Vol.276 『IT/イット “それ”が見えたら、終わり。』
マスコミ試写にて『IT/イット “それ”が見えたら、終わり。』を鑑賞。スティーヴン・キング原作のホラー映画。
静かな田舎町デリーで相次ぐ子どもの失踪事件。ビルの弟も血痕を残して行方不明となった。そのビルの前に突然現れた“それ”。ビルに恐怖を与える“それ”は、不良少年たちにいじめられるビルの仲間たちルーザーズ・クラブの前にも現れ、子どもたちは恐怖を感じ続ける。しかし、どこにでも出現する“それ”の姿は大人たちには見ることができないことを知ったルーザーズ・クラブメンバーは、“それ”に立ち向かうことを決意する……。

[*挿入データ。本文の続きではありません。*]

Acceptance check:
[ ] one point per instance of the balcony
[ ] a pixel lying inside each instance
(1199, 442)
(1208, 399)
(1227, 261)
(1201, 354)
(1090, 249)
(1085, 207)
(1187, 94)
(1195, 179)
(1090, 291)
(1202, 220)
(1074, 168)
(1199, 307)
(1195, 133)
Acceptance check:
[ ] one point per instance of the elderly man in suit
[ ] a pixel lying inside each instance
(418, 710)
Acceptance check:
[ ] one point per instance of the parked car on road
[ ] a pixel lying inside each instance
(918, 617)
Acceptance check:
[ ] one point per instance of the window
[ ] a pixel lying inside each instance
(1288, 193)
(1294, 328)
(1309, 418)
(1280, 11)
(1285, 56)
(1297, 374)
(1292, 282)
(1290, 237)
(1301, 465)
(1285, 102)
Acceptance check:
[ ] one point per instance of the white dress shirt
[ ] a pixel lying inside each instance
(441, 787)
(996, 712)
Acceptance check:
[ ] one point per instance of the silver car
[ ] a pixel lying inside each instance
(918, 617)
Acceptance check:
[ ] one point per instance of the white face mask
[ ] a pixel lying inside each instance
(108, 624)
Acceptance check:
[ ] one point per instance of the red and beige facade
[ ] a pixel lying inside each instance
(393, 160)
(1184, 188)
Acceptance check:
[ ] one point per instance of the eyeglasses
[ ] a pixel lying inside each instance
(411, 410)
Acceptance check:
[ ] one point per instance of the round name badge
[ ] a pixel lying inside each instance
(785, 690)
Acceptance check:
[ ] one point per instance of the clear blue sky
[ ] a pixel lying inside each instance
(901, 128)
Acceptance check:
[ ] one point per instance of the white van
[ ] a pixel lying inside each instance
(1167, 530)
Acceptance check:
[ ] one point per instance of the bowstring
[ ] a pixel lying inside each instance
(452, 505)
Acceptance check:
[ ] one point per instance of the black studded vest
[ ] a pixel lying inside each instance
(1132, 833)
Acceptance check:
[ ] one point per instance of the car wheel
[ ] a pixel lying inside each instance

80年代にベストセラーとなった「IT」。神出鬼没でどこにでも現れ、子どもたちを恐怖のどん底に陥れるピエロ「ペニーワイズ」によって引き起こされる子どもの失踪事件を軸にしたホラー。下水道に潜んでいたかと思うと、自分の部屋やバスルームに現れたり、図書館や町の中などにも現れ、いつでもルーザーズ・クラブを監視している“それ”は、とにかく不気味で、読者のトラウマになったのがよくわかる恐怖の存在です。
その映像もショッキングな描写が多く、しかも、そういったシーンがなんの変哲もないところで突然始まったりします。ホラー映画によくありがちな、そろそろ来るな……的な空気が流れていないところで始まるので、ドキッとする映画が苦手な人はご注意を。
BGMであったり、画面に登場している人物に死角が生じていたりといったわかりやすい前触れがありません。しかも、昼間の町とか河原といった、ホラーとしてはあり得ないシチュエーションで繰り出される恐怖。これはすごいです。音響の使い方などもとてもうまかったです。
スティーヴン・キング原作の物語はこれまでにもいろいろ映像化されてきましたが、どうもB級映画っぽい作りの作品が多く、当たり外れが多いという印象を持っています。それは原作ではなく、演出であったり、視覚効果であったりという部分が大きいですね。今回の作品は……当たりです。
そして特筆すべきことは、単なるホラー映画ではなく、登場する子どもたちの描き方が素晴らしいことです。弟を亡くし、悲しみに暮れる内気なビル。ふざけてばかりのゲーム好きのリッチー。あらぬ噂を流される孤独な少女ベバリー。病弱なエディ。猜疑心の強いスタンリー。図書館に引きこもっているベン。黒人であるために疎外感を抱いているマイク。この7人一人一人の過ごしてきた環境から、その性格の成り立ちが感じられるそれぞれのエピソードなどが丁寧に描かれています。
そして、それぞれが抱える問題と“それ”の関係がきちんと見えるシナリオと、“それ”に立ち向かうにいたる過程の描写は、子どもたちの成長物語として見応えがあります。アメリカでは「ダークな『スタンド・バイ・ミー』」という表現をしているメディアがあるようですが、まさに、同じキング原作の『スタンド・バイ・ミー』を彷彿とさせる話になっています。
原作では50年代が舞台になっているのですが、これを80年代にもってきたのも正解ですね。50年代はやはり遠すぎて、昔のアメリカンホームドラマで観たような世界になってしまい、観ている側も共感しづらくなってしまうかなと。80年代であればこういう時代だったのだなとすっと入っていける感じがあります。
作品としてはホラー映画ではありますが、観終わった後、とてもさわやかな気分になれる作品なので、ホラーは苦手という人にもぜひオススメしたい映画です。むしろ、本作をホラー映画として紹介しなければならないことに少し違和感を感じるくらいです。ホラー映画であることは間違いないのですが……。
それにしても……アメリカのいじめっ子というのはどうしてああも憎たらしいんでしょうね。やることが過激だし、観ていてイラッとするというか。その分、いじめられる側であるルーザーズ・クラブに共感できるわけですけどね。
『IT/イット “それ”が見えたら、終わり。』は、11月3日から丸の内ピカデリー、新宿ピカデリーほかにて全国ロードショーです。